FEAT: support guided decoding for vllm async engine #2391

wxiwnd · 2024-10-03T06:17:44Z

Support Guided Decoding for vllm async engine
waiting for vllm release, a version bump is needed.

#1562
vllm-project/vllm#8252

qinxuye · 2024-10-11T05:01:49Z

Which version is required?

wxiwnd · 2024-10-11T05:16:24Z

Which version is required?

latest version after 0.6.2, waiting for vllm to release new version

qinxuye · 2024-10-17T09:37:46Z

vllm has release v0.6.3, is this PR ready to work?

wxiwnd · 2024-10-17T17:49:21Z

I will do the test.

…

________________________________ 寄件者: Xuye Qin ***@***.***> 寄件日期: 星期四, 10月 17, 2024 5:38:13 下午收件者: xorbitsai/inference ***@***.***> 副本: wxiwnd ***@***.***>; Author ***@***.***> 主旨: Re: [xorbitsai/inference] feat: support guided decoding for vllm async engine (PR #2391) vllm has release v0.6.3, is this PR ready to work? — Reply to this email directly, view it on GitHub<#2391 (comment)>, or unsubscribe<https://github.com/notifications/unsubscribe-auth/AJSDNXWKTHLIQE35VTQLT23Z36AQDAVCNFSM6AAAAABPJCVJQOVHI2DSMVQWIX3LMV43OSLTON2WKQ3PNVWWK3TUHMZDIMJZGA2DOMZWGE>. You are receiving this because you authored the thread.Message ID: ***@***.***>

wxiwnd · 2024-10-22T09:57:53Z

vllm has release v0.6.3, is this PR ready to work?

Works on my machine now
Also This PR implemented response_format call, like:

curl --location --request POST 'http://ip:9997/v1/chat/completions' \
--header 'User-Agent: Apifox/1.0.0 (https://apifox.com)' \
--header 'Content-Type: application/json' \
--data '{
    "model": "qwen1.5-32b-chat-int4",
    "messages": [
        {
            "role": "user",
            "content": "“give me a recipe in json format"
        }
    ],
    "temperature": 0,
    "max_tokens": 1000,
    "stream": true,
    "response_format": {"type": "json_object"}
}'

qinxuye · 2024-10-22T14:31:50Z

vllm has release v0.6.3, is this PR ready to work?
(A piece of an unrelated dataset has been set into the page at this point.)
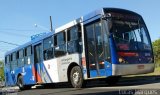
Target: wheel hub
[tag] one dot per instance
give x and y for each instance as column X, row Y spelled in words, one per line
column 76, row 77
Works on my machine now Also This PR implemented response_format call, like:

curl --location --request POST 'http://ip:9997/v1/chat/completions' \
--header 'User-Agent: Apifox/1.0.0 (https://apifox.com)' \
--header 'Content-Type: application/json' \
--data '{
    "model": "qwen1.5-32b-chat-int4",
    "messages": [
        {
            "role": "user",
            "content": "“give me a recipe in json format"
        }
    ],
    "temperature": 0,
    "max_tokens": 1000,
    "stream": true,
    "response_format": {"type": "json_object"}
}'

Can you confirm there is no exception if the vllm is an old version?

wxiwnd · 2024-10-26T08:58:28Z

vllm has release v0.6.3, is this PR ready to work?

Works on my machine now Also This PR implemented response_format call, like:

curl --location --request POST 'http://ip:9997/v1/chat/completions' \
--header 'User-Agent: Apifox/1.0.0 (https://apifox.com)' \
--header 'Content-Type: application/json' \
--data '{
    "model": "qwen1.5-32b-chat-int4",
    "messages": [
        {
            "role": "user",
            "content": "“give me a recipe in json format"
        }
    ],
    "temperature": 0,
    "max_tokens": 1000,
    "stream": true,
    "response_format": {"type": "json_object"}
}'

Can you confirm there is no exception if the vllm is an old version?

It now works properly even if vllm version < 0.6.3
All the guided encoding parameters will be ignored if vllm version is under 0.6.3

xinference/_compat.py

xinference/api/restful_api.py

Signed-off-by: wxiwnd <[email protected]>

wxiwnd · 2024-11-24T18:36:40Z

This feature has been tested on my machine and appears to be functioning properly. @qinxuye

qinxuye · 2024-11-28T12:00:13Z

This feature has been tested on my machine and appears to be functioning properly. @qinxuye

Thanks, hope we can merge this before tomorrow before new version released.

qinxuye

LGTM

qinxuye · 2024-11-28T12:01:49Z

Thanks, I think we can port the ability of guide decoding for other engines later.

wxiwnd · 2024-11-28T14:06:18Z

Thanks, I think we can port the ability of guide decoding for other engines later.

That's OK, we can use outlines directly for other engines.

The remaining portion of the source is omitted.